Martín sostuvo
la moneda con sus dedos índice y pulgar. Extendió el brazo y giró su cuerpo dándole
la espalda a la ventana. La luz que entraba en la habitación iluminó el grabado
de la mujer guerrera, los caballos alados en un trote por el cielo, el sol
desprendido de su centro, abarcando el contorno entero del círculo metálico
donde existía.
-Es tuya –dijo el abuelo–. Alguien me la dio hace muchos años. Ahora te la entrego.
Martín se
sintió como un recuerdo, no como el heredero de un objeto alejado de su origen,
aunque eso no mitigó su responsabilidad: debía buscarle un refugio hasta que
llegara su turno de entregarla. Imaginó innumerables abuelos y nietos pasando
de mano en mano a esa mujer guerrera, imaginó tantos dedos tocándola,
gastándola, eliminando así la posibilidad de continuar ese largo impulso
sanguíneo, la existencia del peso en el cuerpo sugiriendo un encuentro similar.
-No la olvides...
–murmuró el abuelo–. El sonido de un claxon entró en la habitación,
desvaneciendo esa súplica final. No pudo abrazarlo, no pudo jurarle que no
habría forma de olvidarla, entonces la guardó en una caja escondida detrás del clóset,
donde escribió el nombre del poseedor anterior. Se acomodó la corbata y el saco
y bajó. Sus padres esperaban silenciosos dentro del auto.

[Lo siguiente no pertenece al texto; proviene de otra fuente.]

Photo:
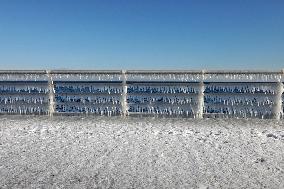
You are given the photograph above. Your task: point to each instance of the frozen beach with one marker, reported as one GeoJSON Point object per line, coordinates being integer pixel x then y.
{"type": "Point", "coordinates": [132, 152]}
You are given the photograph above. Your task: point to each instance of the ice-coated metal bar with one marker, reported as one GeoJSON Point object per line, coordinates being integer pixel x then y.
{"type": "Point", "coordinates": [124, 106]}
{"type": "Point", "coordinates": [51, 94]}
{"type": "Point", "coordinates": [197, 93]}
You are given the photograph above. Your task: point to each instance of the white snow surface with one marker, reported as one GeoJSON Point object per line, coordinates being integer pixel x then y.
{"type": "Point", "coordinates": [135, 152]}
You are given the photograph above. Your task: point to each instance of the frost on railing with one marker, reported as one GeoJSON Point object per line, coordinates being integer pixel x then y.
{"type": "Point", "coordinates": [242, 76]}
{"type": "Point", "coordinates": [163, 93]}
{"type": "Point", "coordinates": [240, 99]}
{"type": "Point", "coordinates": [96, 92]}
{"type": "Point", "coordinates": [179, 93]}
{"type": "Point", "coordinates": [23, 92]}
{"type": "Point", "coordinates": [86, 76]}
{"type": "Point", "coordinates": [168, 76]}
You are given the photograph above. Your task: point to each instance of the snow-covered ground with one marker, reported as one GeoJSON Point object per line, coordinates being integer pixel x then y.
{"type": "Point", "coordinates": [131, 152]}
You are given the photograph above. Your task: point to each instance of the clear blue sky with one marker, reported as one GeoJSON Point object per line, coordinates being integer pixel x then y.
{"type": "Point", "coordinates": [141, 34]}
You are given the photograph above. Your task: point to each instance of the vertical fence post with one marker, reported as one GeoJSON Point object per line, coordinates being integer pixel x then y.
{"type": "Point", "coordinates": [200, 102]}
{"type": "Point", "coordinates": [124, 94]}
{"type": "Point", "coordinates": [277, 108]}
{"type": "Point", "coordinates": [51, 94]}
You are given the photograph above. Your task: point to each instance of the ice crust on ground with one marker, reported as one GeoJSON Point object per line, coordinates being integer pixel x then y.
{"type": "Point", "coordinates": [131, 152]}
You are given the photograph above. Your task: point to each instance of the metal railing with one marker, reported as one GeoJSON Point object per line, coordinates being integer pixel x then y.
{"type": "Point", "coordinates": [190, 93]}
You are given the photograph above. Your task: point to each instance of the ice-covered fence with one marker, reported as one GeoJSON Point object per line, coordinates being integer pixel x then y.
{"type": "Point", "coordinates": [24, 92]}
{"type": "Point", "coordinates": [169, 93]}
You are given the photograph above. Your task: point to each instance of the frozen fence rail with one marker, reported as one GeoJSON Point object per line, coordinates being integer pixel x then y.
{"type": "Point", "coordinates": [143, 92]}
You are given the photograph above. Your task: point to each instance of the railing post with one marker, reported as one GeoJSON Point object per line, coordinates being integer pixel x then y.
{"type": "Point", "coordinates": [51, 94]}
{"type": "Point", "coordinates": [277, 108]}
{"type": "Point", "coordinates": [124, 105]}
{"type": "Point", "coordinates": [200, 102]}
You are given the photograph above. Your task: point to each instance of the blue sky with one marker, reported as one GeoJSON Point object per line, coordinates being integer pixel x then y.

No la olvides, recordó las palabras mientras la ciudad quedaba atrás y un paisaje de
árboles se imponía. No la olvides,
presintió el miedo por algo roto. Pero la sabía segura, alejada de otra
intención aparte de ser entregada en su momento, y se llenó de un pacto de
raíz, de soporte familiar, un legado para ser más que hijo o abuelo o padre o
nieto. “No la olvides” se dijo y decidió mejorar el escondite tan pronto su
madre dejase de llorar y tuviera la oportunidad de despedirse, después de leer
el epitafio y llevar las primeras flores.